Streetsblog asked economist Joe Cortright for his advice to DOT officials struggling to define congestion. His words of wisdom: "Don't make the mistake the Texas Transportation Institute makes."
"TTI's Urban Mobility Report, released every year, invariably gives top honors to places that have overbuilt road capacity. The institute measures congestion only by looking at the degree to which traffic slows down people's commutes. The problem with that, Cortright says, is that 'you end up rewarding places that encourage people to drive longer and longer distances, and then you look at those long distances that they're traveling, and say because they're moving at a relatively higher speed much of the time that they're driving, that the system is somehow performing better.'"
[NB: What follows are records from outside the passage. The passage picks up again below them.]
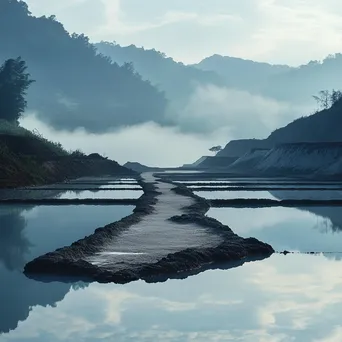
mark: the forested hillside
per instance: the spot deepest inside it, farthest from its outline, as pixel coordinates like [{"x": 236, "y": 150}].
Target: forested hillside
[
  {"x": 242, "y": 74},
  {"x": 75, "y": 87},
  {"x": 176, "y": 79}
]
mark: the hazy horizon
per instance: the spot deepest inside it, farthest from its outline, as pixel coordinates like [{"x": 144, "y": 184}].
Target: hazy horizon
[
  {"x": 274, "y": 31},
  {"x": 201, "y": 110}
]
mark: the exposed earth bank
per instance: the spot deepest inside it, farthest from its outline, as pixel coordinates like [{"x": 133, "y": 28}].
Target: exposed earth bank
[
  {"x": 168, "y": 234},
  {"x": 26, "y": 160}
]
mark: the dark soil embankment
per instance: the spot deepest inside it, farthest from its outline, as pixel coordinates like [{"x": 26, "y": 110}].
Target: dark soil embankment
[
  {"x": 71, "y": 261},
  {"x": 26, "y": 160}
]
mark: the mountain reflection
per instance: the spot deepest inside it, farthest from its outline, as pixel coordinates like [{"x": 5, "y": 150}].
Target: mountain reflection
[
  {"x": 19, "y": 294},
  {"x": 14, "y": 245},
  {"x": 333, "y": 215}
]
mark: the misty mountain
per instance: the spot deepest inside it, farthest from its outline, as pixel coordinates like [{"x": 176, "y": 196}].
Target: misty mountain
[
  {"x": 177, "y": 80},
  {"x": 242, "y": 74},
  {"x": 302, "y": 82},
  {"x": 279, "y": 82},
  {"x": 75, "y": 86}
]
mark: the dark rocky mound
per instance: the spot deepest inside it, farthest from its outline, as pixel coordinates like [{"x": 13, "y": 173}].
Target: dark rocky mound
[{"x": 70, "y": 261}]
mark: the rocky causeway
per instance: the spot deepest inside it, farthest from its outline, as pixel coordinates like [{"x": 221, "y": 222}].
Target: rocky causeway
[{"x": 167, "y": 234}]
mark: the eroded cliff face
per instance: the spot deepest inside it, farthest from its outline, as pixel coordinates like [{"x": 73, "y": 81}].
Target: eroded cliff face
[
  {"x": 238, "y": 148},
  {"x": 314, "y": 159}
]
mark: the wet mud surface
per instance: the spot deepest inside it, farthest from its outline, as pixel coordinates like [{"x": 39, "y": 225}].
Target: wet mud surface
[{"x": 167, "y": 234}]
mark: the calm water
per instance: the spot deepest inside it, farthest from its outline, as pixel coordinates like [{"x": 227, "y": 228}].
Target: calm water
[
  {"x": 27, "y": 232},
  {"x": 224, "y": 194},
  {"x": 292, "y": 298},
  {"x": 100, "y": 194},
  {"x": 273, "y": 194},
  {"x": 284, "y": 298},
  {"x": 317, "y": 229}
]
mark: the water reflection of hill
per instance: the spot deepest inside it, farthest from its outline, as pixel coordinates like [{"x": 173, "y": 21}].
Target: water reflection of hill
[
  {"x": 19, "y": 294},
  {"x": 333, "y": 214}
]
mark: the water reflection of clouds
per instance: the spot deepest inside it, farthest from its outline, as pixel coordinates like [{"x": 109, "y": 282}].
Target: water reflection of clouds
[
  {"x": 292, "y": 298},
  {"x": 286, "y": 228}
]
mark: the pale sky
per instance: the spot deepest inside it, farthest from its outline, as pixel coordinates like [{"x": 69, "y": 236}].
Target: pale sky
[{"x": 277, "y": 31}]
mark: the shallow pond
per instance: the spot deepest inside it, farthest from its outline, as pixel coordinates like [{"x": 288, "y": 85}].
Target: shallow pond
[
  {"x": 27, "y": 232},
  {"x": 272, "y": 194},
  {"x": 224, "y": 194},
  {"x": 101, "y": 194},
  {"x": 283, "y": 298},
  {"x": 312, "y": 229}
]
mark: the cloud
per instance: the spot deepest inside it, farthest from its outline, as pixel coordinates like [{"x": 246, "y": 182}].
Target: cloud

"Cost-effectiveness also can't be measured without examining what are known as 'externalities' -- the costs of driving that are passed on to the public. 'The existing gasoline tax doesn't even cover the maintenance on the highway system that we have now,' Cortright said. 'It doesn't reflect the economic losses to crashes, it doesn't reflect the economic externalities associated with the environmental effects of burning all this gasoline and putting carbon in the atmosphere, and it doesn't reflect the foreign policy and military costs of being so dependent on foreign oil.'"
"If I were U.S. DOT, I'd try to add in, in figuring cost-effectiveness, the cost of all those other subsidies to automobiles," he added.